Bash Style Guide - rom10
https://google-styleguide.googlecode.com/svn/trunk/shell.xml

======
dozzie
* Bash is the only shell scripting language permitted for executables.

Yeah, how about no? Bash is the shell known for being incompatible in how
bashisms work (I'm looking at you, [[ ]]) between _minor_ versions. It's safer
to assume you won't use Bash at all.

* Use sudo to provide elevated access if you need it.

Don't. sudo often doesn't provide enough separation, is fragile and _very_
sensitive to configuration changes and shell is very difficult language to
serialize and deserialize data safely. Architecture your tooling so it doesn't
require privilege elevation.

* [[ ... ]] is preferred over [, test and /usr/bin/[.

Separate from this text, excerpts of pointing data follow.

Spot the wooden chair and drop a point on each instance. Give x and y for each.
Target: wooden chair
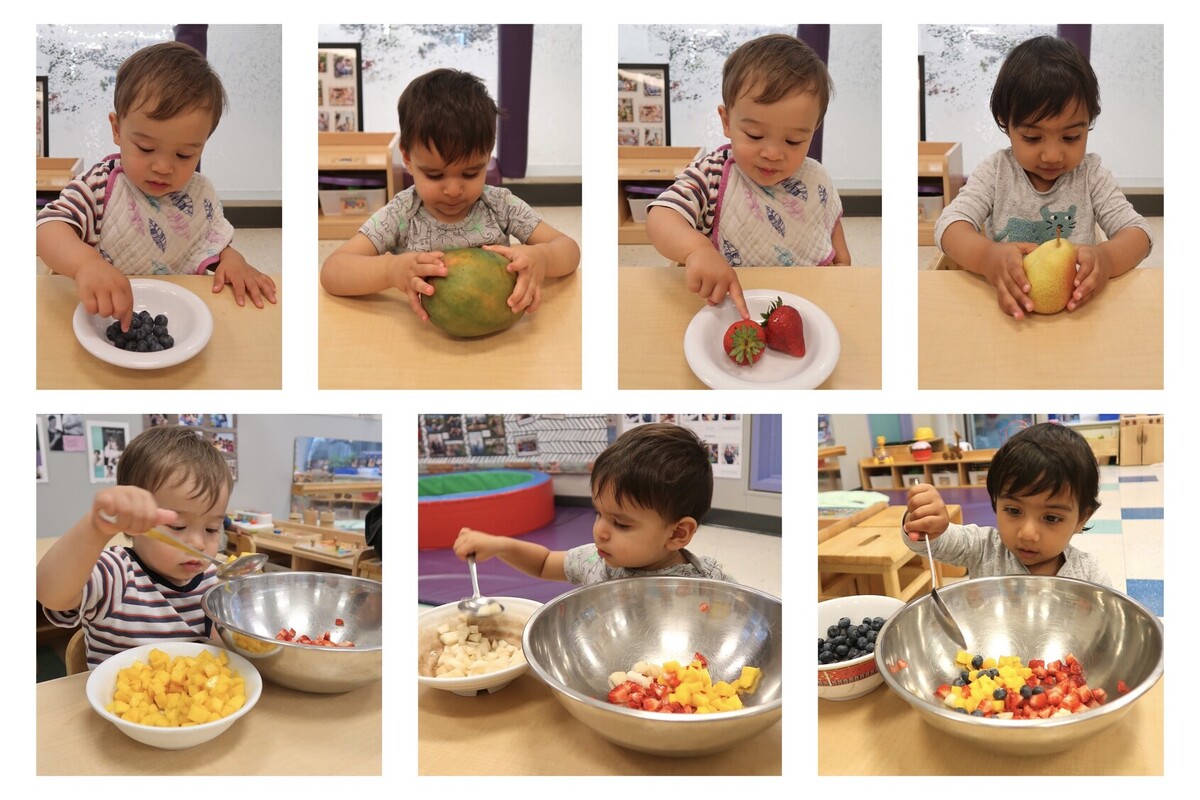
(77, 654)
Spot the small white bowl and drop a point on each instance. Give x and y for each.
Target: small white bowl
(102, 683)
(508, 625)
(846, 680)
(187, 318)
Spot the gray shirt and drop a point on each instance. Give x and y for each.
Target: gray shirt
(981, 551)
(406, 226)
(583, 565)
(1001, 203)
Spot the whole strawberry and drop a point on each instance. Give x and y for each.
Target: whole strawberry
(744, 342)
(784, 329)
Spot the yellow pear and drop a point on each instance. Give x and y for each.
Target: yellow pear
(1051, 274)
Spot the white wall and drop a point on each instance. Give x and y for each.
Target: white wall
(852, 148)
(961, 62)
(243, 158)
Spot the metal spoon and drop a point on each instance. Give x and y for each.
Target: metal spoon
(226, 570)
(477, 606)
(942, 612)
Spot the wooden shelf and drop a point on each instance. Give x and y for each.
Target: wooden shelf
(354, 151)
(641, 166)
(943, 161)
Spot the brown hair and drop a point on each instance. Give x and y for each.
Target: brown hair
(774, 67)
(166, 80)
(165, 453)
(660, 467)
(1041, 78)
(448, 110)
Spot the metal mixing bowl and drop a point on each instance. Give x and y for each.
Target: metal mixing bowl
(577, 639)
(250, 611)
(1032, 617)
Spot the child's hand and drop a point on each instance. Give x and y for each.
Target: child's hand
(1095, 271)
(1006, 271)
(531, 272)
(127, 509)
(711, 276)
(408, 271)
(927, 513)
(105, 290)
(244, 278)
(484, 546)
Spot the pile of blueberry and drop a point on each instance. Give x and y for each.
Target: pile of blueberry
(844, 641)
(147, 334)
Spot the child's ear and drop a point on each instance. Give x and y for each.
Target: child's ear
(682, 533)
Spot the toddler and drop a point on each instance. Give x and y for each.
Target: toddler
(447, 134)
(149, 591)
(649, 489)
(760, 199)
(1045, 100)
(1043, 485)
(145, 210)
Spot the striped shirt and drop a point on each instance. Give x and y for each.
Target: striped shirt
(126, 605)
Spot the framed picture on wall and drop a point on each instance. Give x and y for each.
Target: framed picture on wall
(339, 86)
(43, 118)
(643, 108)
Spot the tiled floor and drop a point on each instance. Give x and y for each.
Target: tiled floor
(1126, 534)
(754, 559)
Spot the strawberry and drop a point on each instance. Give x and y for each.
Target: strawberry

It is not. It's a bashism, which tends to be incompatible in very subtle ways
between minor Bash versions. Happy bug hunting in such cases.

* Variables modified in a while loop do not propagate to the parent because the loop's commands run in a subshell.

Only valid for Bash. Under other shells you _cannot_ assume the while loop
will be in a separate process.

* The keyword function is optional, but must be used consistently throughout a project.

It should not be used at all. It's excessive and unnecessarily binds the code
to Bash (other shells often don't recognize this keyword).

...and so on. Somebody apparently hasn't used shell much.